How to prove Cayley's theorem using Category Theory

There nothing wrong with looking at elements of the group. If a group is seen as a one-object category, then what would be thought of as elements in traditional abstract algebra now become identified as the morphisms of the category. And one is certainly “allowed” to deal with elements of morphism sets.


Let me sum up the discussion in the comments.

This proof that is sketched isn't particularly categorical but it does relate to the Yoneda embedding $\mathcal{C} \to \mathsf{Set}^{\mathcal C^{\rm op}}$ where we map objects $A$ of $\mathcal{C}$ to their hom-functors $h^{A} : \mathcal{C}^{\rm op} \to \mathsf{Set}$. My guess is that the authors intend to explain the categorical connection later.

In the case were $\mathcal{C}$ is a group with a single object $A$, then $\mathcal{C} = \mathcal{C}^{\rm op}$ and $h^A : \mathcal{C} \to \mathsf{Set}$ takes $A$ to $\operatorname{Hom}(A,A) = G$ and group elements $g : A \to A$ to $\mathsf{Set}$-morphisms $\bar g(h) = g \circ h$. So this gives a map from $G = \operatorname{Hom}(A,A) \to \operatorname{Perm}(G)$.

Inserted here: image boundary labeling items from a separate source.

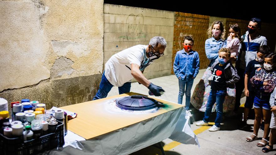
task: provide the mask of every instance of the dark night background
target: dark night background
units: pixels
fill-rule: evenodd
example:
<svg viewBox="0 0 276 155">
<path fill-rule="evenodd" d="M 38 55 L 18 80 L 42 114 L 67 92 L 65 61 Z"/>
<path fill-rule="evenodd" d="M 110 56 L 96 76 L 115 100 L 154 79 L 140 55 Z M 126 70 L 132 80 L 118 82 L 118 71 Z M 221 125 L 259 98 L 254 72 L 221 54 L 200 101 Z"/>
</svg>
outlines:
<svg viewBox="0 0 276 155">
<path fill-rule="evenodd" d="M 276 23 L 276 5 L 275 3 L 271 1 L 236 0 L 204 2 L 104 0 L 104 3 L 248 21 L 253 17 L 257 17 L 260 18 L 263 22 Z"/>
</svg>

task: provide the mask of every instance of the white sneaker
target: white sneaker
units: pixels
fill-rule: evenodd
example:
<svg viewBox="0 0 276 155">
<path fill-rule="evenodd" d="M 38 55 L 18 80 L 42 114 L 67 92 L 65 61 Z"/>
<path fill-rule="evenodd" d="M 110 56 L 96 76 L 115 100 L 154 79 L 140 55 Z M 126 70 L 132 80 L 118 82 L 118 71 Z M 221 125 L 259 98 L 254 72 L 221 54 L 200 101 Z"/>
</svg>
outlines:
<svg viewBox="0 0 276 155">
<path fill-rule="evenodd" d="M 186 111 L 186 116 L 189 116 L 190 117 L 192 117 L 192 114 L 191 113 L 191 110 Z"/>
<path fill-rule="evenodd" d="M 217 131 L 219 130 L 220 129 L 220 127 L 217 127 L 215 125 L 214 125 L 209 129 L 209 131 L 211 131 L 212 132 Z"/>
<path fill-rule="evenodd" d="M 205 123 L 203 121 L 200 121 L 199 122 L 195 123 L 197 126 L 208 126 L 209 125 L 208 123 Z"/>
</svg>

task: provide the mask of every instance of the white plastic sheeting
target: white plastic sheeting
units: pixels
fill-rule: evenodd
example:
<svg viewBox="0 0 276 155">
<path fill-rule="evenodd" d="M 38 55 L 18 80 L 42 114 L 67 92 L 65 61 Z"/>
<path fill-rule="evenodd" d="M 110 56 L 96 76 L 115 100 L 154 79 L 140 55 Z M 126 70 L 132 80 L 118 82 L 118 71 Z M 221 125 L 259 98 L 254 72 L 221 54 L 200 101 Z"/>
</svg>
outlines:
<svg viewBox="0 0 276 155">
<path fill-rule="evenodd" d="M 81 142 L 84 147 L 82 150 L 67 147 L 60 148 L 57 151 L 47 151 L 45 153 L 126 155 L 161 142 L 169 137 L 172 140 L 184 144 L 199 145 L 196 137 L 188 125 L 188 118 L 185 118 L 184 111 L 183 107 L 178 108 Z M 139 117 L 139 115 L 137 116 Z"/>
</svg>

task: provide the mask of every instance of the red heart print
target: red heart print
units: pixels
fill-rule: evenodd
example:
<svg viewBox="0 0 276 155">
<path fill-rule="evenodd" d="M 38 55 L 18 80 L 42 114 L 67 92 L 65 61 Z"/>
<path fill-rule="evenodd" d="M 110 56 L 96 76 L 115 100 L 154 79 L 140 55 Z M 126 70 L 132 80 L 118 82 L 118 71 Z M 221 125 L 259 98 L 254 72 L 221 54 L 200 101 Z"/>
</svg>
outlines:
<svg viewBox="0 0 276 155">
<path fill-rule="evenodd" d="M 218 70 L 216 72 L 216 74 L 217 76 L 220 76 L 222 74 L 222 72 L 221 71 L 221 70 Z"/>
</svg>

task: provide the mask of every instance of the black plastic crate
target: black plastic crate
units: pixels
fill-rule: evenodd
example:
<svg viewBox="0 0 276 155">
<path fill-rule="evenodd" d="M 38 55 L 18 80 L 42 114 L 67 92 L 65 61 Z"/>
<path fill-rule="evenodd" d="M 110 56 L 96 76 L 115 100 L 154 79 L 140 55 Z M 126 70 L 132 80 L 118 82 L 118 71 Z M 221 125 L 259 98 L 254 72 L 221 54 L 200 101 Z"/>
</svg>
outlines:
<svg viewBox="0 0 276 155">
<path fill-rule="evenodd" d="M 0 133 L 0 154 L 3 155 L 30 155 L 43 152 L 64 144 L 63 123 L 56 121 L 56 132 L 43 136 L 39 139 L 24 142 L 19 138 L 9 138 Z"/>
</svg>

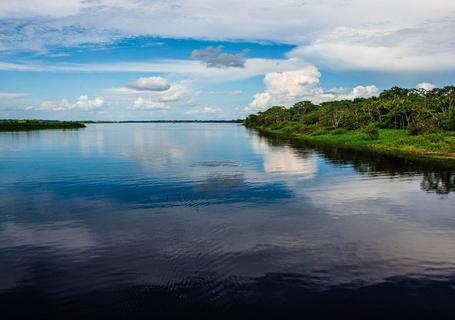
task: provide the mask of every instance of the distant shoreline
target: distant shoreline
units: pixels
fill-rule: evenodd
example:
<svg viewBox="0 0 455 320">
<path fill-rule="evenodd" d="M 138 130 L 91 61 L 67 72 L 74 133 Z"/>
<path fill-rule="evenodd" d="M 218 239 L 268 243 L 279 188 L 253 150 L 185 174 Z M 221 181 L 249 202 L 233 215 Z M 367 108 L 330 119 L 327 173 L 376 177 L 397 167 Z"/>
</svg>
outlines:
<svg viewBox="0 0 455 320">
<path fill-rule="evenodd" d="M 122 120 L 122 121 L 80 121 L 86 124 L 96 123 L 243 123 L 243 120 Z"/>
<path fill-rule="evenodd" d="M 31 130 L 50 130 L 63 129 L 73 130 L 85 128 L 85 124 L 80 121 L 58 121 L 58 120 L 0 120 L 0 132 L 31 131 Z"/>
<path fill-rule="evenodd" d="M 0 132 L 30 131 L 49 129 L 81 129 L 86 124 L 103 123 L 243 123 L 243 120 L 124 120 L 124 121 L 60 121 L 60 120 L 37 120 L 37 119 L 0 119 Z"/>
</svg>

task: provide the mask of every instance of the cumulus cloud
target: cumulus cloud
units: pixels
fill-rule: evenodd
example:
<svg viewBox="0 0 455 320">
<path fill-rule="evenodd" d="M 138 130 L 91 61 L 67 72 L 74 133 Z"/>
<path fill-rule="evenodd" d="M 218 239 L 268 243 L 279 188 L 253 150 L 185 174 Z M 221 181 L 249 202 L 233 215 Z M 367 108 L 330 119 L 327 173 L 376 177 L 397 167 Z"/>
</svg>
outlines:
<svg viewBox="0 0 455 320">
<path fill-rule="evenodd" d="M 436 88 L 436 86 L 434 84 L 428 83 L 428 82 L 422 82 L 416 86 L 416 89 L 423 89 L 425 91 L 431 91 L 434 88 Z"/>
<path fill-rule="evenodd" d="M 223 46 L 207 47 L 205 49 L 193 50 L 191 59 L 204 62 L 208 68 L 244 68 L 248 50 L 231 54 L 222 52 Z"/>
<path fill-rule="evenodd" d="M 324 90 L 318 85 L 320 77 L 321 73 L 313 66 L 297 71 L 268 73 L 264 77 L 265 91 L 254 95 L 246 111 L 260 111 L 273 105 L 290 106 L 302 100 L 321 103 L 366 98 L 378 94 L 378 88 L 374 85 L 357 86 L 352 90 L 345 88 Z"/>
<path fill-rule="evenodd" d="M 201 114 L 201 113 L 211 113 L 211 114 L 220 114 L 223 113 L 223 109 L 219 107 L 195 107 L 191 110 L 188 110 L 188 114 Z"/>
<path fill-rule="evenodd" d="M 91 111 L 91 110 L 100 110 L 105 107 L 105 102 L 103 97 L 96 97 L 95 99 L 90 100 L 88 96 L 80 96 L 76 101 L 70 102 L 67 99 L 62 99 L 60 101 L 47 100 L 41 102 L 37 107 L 30 106 L 28 110 L 49 110 L 49 111 L 65 111 L 65 110 L 82 110 L 82 111 Z"/>
<path fill-rule="evenodd" d="M 166 104 L 164 104 L 163 102 L 138 97 L 136 100 L 134 100 L 132 109 L 133 110 L 166 111 L 169 109 L 169 107 L 166 106 Z"/>
<path fill-rule="evenodd" d="M 28 96 L 28 93 L 22 92 L 0 92 L 0 99 L 10 100 Z"/>
<path fill-rule="evenodd" d="M 171 85 L 162 77 L 139 78 L 126 85 L 128 89 L 137 91 L 166 91 Z"/>
<path fill-rule="evenodd" d="M 447 32 L 453 27 L 453 20 L 407 28 L 336 27 L 289 56 L 336 70 L 453 70 L 455 45 Z"/>
<path fill-rule="evenodd" d="M 3 1 L 0 48 L 40 50 L 142 35 L 260 39 L 298 45 L 294 56 L 336 69 L 453 70 L 454 12 L 451 0 Z M 218 47 L 194 56 L 218 68 L 244 64 L 242 54 Z"/>
<path fill-rule="evenodd" d="M 184 84 L 173 84 L 165 91 L 151 91 L 148 94 L 141 93 L 137 97 L 137 92 L 134 93 L 132 110 L 150 110 L 150 111 L 166 111 L 173 106 L 193 106 L 198 99 L 198 92 L 193 92 Z"/>
</svg>

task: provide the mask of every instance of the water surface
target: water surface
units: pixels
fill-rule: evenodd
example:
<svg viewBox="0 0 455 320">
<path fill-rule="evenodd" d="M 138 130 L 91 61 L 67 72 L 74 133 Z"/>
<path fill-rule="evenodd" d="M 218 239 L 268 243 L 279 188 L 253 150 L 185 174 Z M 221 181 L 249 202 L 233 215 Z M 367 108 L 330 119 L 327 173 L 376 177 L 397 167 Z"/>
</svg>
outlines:
<svg viewBox="0 0 455 320">
<path fill-rule="evenodd" d="M 455 175 L 238 124 L 0 133 L 3 315 L 455 313 Z"/>
</svg>

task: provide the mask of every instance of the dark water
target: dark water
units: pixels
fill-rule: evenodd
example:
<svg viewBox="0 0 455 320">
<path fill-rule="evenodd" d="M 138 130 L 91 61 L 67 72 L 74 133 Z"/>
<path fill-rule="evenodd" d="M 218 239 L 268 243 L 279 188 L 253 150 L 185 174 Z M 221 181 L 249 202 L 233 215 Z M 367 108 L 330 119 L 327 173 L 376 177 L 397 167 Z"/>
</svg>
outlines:
<svg viewBox="0 0 455 320">
<path fill-rule="evenodd" d="M 455 316 L 455 175 L 236 124 L 0 133 L 5 319 Z"/>
</svg>

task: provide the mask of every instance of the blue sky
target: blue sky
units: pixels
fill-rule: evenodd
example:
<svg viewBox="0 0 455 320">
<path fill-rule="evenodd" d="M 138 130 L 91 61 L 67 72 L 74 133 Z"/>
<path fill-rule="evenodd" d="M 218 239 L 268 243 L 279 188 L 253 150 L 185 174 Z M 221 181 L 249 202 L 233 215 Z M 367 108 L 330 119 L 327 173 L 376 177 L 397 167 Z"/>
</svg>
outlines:
<svg viewBox="0 0 455 320">
<path fill-rule="evenodd" d="M 0 117 L 243 118 L 453 85 L 453 1 L 0 4 Z"/>
</svg>

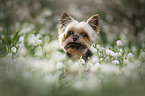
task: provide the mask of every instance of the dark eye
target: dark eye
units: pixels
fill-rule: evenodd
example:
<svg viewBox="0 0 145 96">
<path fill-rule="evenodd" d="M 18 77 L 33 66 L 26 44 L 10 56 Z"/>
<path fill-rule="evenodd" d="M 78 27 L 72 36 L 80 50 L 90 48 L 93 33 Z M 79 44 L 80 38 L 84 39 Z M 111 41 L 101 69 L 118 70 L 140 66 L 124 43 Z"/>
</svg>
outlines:
<svg viewBox="0 0 145 96">
<path fill-rule="evenodd" d="M 69 32 L 68 32 L 68 35 L 73 35 L 73 34 L 74 34 L 73 31 L 69 31 Z"/>
<path fill-rule="evenodd" d="M 87 34 L 86 34 L 86 33 L 81 33 L 81 35 L 82 35 L 83 37 L 87 37 Z"/>
</svg>

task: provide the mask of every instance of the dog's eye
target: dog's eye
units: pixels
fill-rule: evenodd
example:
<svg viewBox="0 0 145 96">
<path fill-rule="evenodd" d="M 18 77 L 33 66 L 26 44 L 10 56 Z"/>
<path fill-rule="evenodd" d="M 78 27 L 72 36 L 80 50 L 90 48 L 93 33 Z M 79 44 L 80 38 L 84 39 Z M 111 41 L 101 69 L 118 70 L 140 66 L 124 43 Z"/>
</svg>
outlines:
<svg viewBox="0 0 145 96">
<path fill-rule="evenodd" d="M 69 32 L 68 32 L 68 35 L 73 35 L 73 34 L 74 34 L 73 31 L 69 31 Z"/>
<path fill-rule="evenodd" d="M 82 35 L 83 37 L 87 37 L 87 36 L 88 36 L 86 33 L 81 33 L 81 35 Z"/>
</svg>

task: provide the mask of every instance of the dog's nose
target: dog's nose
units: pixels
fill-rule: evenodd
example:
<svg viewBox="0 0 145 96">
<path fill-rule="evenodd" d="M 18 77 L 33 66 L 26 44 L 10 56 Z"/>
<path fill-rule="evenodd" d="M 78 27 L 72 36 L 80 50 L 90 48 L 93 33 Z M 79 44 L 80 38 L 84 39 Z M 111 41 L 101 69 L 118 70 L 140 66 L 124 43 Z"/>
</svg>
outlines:
<svg viewBox="0 0 145 96">
<path fill-rule="evenodd" d="M 73 37 L 73 41 L 77 41 L 78 40 L 78 35 L 74 35 L 74 37 Z"/>
</svg>

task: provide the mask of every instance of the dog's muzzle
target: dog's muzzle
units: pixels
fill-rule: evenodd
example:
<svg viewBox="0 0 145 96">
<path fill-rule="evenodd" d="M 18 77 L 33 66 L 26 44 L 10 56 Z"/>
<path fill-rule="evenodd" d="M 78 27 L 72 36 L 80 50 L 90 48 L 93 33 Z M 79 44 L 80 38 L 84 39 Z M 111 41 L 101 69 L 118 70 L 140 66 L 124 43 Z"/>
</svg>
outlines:
<svg viewBox="0 0 145 96">
<path fill-rule="evenodd" d="M 83 45 L 83 44 L 80 44 L 80 43 L 70 42 L 70 43 L 68 43 L 68 44 L 65 46 L 65 49 L 66 49 L 66 50 L 69 49 L 69 48 L 71 48 L 71 49 L 76 48 L 76 49 L 83 50 L 83 49 L 86 49 L 87 47 L 86 47 L 85 45 Z"/>
</svg>

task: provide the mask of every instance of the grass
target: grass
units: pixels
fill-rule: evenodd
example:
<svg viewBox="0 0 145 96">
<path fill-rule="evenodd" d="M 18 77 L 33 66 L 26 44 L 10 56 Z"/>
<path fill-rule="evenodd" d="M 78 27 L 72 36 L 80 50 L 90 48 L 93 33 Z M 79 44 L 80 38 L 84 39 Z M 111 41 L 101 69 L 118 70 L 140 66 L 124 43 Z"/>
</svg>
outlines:
<svg viewBox="0 0 145 96">
<path fill-rule="evenodd" d="M 0 96 L 145 94 L 145 50 L 133 52 L 121 39 L 112 47 L 92 45 L 93 57 L 85 62 L 67 58 L 58 41 L 49 35 L 20 31 L 11 37 L 3 35 Z"/>
</svg>

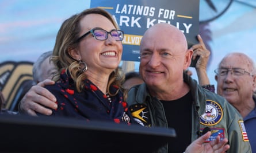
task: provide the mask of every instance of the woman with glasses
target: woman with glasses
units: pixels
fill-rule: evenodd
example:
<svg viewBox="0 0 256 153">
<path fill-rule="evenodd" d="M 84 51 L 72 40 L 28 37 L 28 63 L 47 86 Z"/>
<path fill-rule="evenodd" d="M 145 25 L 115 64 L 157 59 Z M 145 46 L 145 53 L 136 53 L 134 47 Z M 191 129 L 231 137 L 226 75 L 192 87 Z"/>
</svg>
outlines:
<svg viewBox="0 0 256 153">
<path fill-rule="evenodd" d="M 119 89 L 123 36 L 111 15 L 100 9 L 63 23 L 51 58 L 58 70 L 56 84 L 45 87 L 57 100 L 52 116 L 133 122 Z"/>
<path fill-rule="evenodd" d="M 56 83 L 45 86 L 56 98 L 58 108 L 52 109 L 51 115 L 136 123 L 119 88 L 123 36 L 111 15 L 101 9 L 86 10 L 63 22 L 51 57 L 59 72 L 54 77 Z M 185 152 L 223 152 L 229 148 L 227 139 L 220 141 L 220 137 L 204 144 L 210 135 L 208 132 L 197 139 Z"/>
</svg>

The subgroup of $\operatorname{Perm}(G)$ which is the image of $\operatorname{Hom}(A,A)$ is the group of natural transformations of $h^A$. A natural transformation of $h^A$ looks like

$$\require{AMScd} \begin{CD} A @>g>> A\\ @V h^A V V @VV h^A V\\ \operatorname{Hom}(A,A) @>>\bar g> \operatorname{Hom}(A,A) \end{CD} $$

You can see this all on Wikipedia. Hopefully the above gives you some categorical context for Cayley's thoerem.